Saturday, April 7, 2007

Levon's Divine Underground

Katie visited from D.C. a couple weeks ago, so on a Sunday afternoon, she and I, Taline and Sonya drove out to the Yerevan suburb of Arindj to visit Levon's Divine Underground. Though the name would be fitting for a hip club or a punk band, it actually refers to a network of subterranean caves dug by one man - 66-year-old Levon Arakelyan. Levon has been digging these caves for 22 years. He says that God told him he will need to dig another 28 years before he is finished, and before the reason for his digging is revealed to him. This is Levon.

The directions to Levon's house read something like this:"make a left at the post office, park at the end of the road, walk down the dirt path and take a right at the rusty pipe." When you get to Arindj, you basically walk around asking folks where Levon's house is. This is his house.

We banged on the door for a few minutes, until Levon popped out. Didn't bother asking us why we were there; apparently the sight of four Western-looking girls with cameras was pretty self-explanatory. We walked through this door ...

... and entered into Levon's underground world. Levon began digging after his wife, Tosya, asked him to dig her a pit to keep her potatos fresh. He dug a couple of meters (the deeper the hole, the colder the potatos), and then decided he quite liked digging. He kept going.

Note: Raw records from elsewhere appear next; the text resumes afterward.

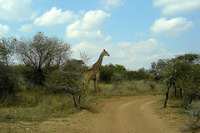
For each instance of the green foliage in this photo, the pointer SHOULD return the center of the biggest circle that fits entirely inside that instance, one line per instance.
(40, 54)
(68, 75)
(8, 82)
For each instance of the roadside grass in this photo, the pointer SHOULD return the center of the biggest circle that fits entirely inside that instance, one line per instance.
(36, 106)
(40, 105)
(179, 116)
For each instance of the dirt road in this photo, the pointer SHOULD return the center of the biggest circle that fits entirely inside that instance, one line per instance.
(117, 115)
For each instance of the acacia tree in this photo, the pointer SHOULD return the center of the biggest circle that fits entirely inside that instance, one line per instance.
(7, 47)
(8, 81)
(41, 53)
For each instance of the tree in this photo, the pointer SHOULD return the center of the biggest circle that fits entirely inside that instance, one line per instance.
(7, 48)
(41, 53)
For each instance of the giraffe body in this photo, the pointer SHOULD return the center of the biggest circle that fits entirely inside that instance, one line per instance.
(94, 72)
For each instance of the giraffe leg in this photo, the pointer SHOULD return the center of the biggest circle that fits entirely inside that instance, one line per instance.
(74, 99)
(181, 93)
(175, 90)
(95, 86)
(166, 98)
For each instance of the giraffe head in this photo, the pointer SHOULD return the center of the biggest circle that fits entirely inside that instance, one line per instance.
(105, 53)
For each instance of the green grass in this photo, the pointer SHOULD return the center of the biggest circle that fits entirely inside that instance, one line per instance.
(37, 106)
(42, 105)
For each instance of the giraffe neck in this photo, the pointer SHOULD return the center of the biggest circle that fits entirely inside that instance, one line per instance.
(97, 65)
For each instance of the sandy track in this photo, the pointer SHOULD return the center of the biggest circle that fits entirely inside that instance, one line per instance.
(117, 115)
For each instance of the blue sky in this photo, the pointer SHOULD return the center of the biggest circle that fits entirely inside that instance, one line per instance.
(134, 32)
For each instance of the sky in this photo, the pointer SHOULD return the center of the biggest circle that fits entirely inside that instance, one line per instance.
(134, 32)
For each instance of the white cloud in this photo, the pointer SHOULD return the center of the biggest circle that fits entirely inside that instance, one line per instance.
(3, 30)
(112, 3)
(88, 26)
(172, 26)
(55, 16)
(26, 28)
(15, 9)
(133, 55)
(173, 7)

That was in 1985. He did not have an overarching vision. Levon says that directions come to him in dreams and visions. Once he begins his day's work (he told us he digs 18 hours a day), he knows how many centimeters he will dig, and in what direction.

When you enter Levon's Divine Underground, you descend on a staircase made of what appears to be soft clay. Levon digs the rooms without any support structure, a fact that sat uneasily in my mind, particularly when I considered that Armenia is earthquake-prone. Still, Levon has had thousands of visitors and no one has been buried alive yet.

This is the prayer room. Levon considers himself a religious man, though he usually spends his Sundays digging. After he had completed the room, he says, he realized it was the perfect place for people to make a wish. He asked which of us wanted to make a wish in the room, and then made the rest of us clear out into another room while each took her turn.

Above are Levon's tools, and a giant pile of the dirt he removes with them, sitting on the street outside his house.

The End.


  1. Brilliant, Masha:
    You're right, "Levon's Divine Underground" is a fabulous name for a club. Perhaps it could be franchised for Yerevan and Kabul?

    Who knows why people dig? Or perhaps, who know why so few people dig?

    Thanks for the photos--it makes me feel like I was there--cold and damp, too.


  2. Hi Masha,

    What an amazing find!

    I like the new photo blog better than just flipping through your albums. I think your writing and photos really compliment one another.

    I also like this format better because I can subscribe to your rss feed and keep up on your posts.

    Good to hear from you!

  3. Levon looks like a nice guy, but I don't think he has both oars in the water! Still, it looks like an impressive bit of engineering on his part!

  4. Masha-jan,

    I kind of like the idea of the blog/photo spread. Although the pics don't have your witty & humorous remarks, the story format is great. Plus, it gives me the opportunity to creepily lurk in the shadows and read what everyone else writes!

    Looking at the pictures though, I'm quite impressed in the level of safety measures taken. I clearly see a handrail on one of the stairways - an item not seen on all (or even many) of the stairways I saw when I was there. The place also has plenty of light - that too was missing in many of the stairways I climbed.

    My unsolicited personal opinion is that you ask for too much when you require supports every so often...

    On a side note, wow, but Levon is sexy! Doesn't Jeremy get a little jealous when you visit these people?!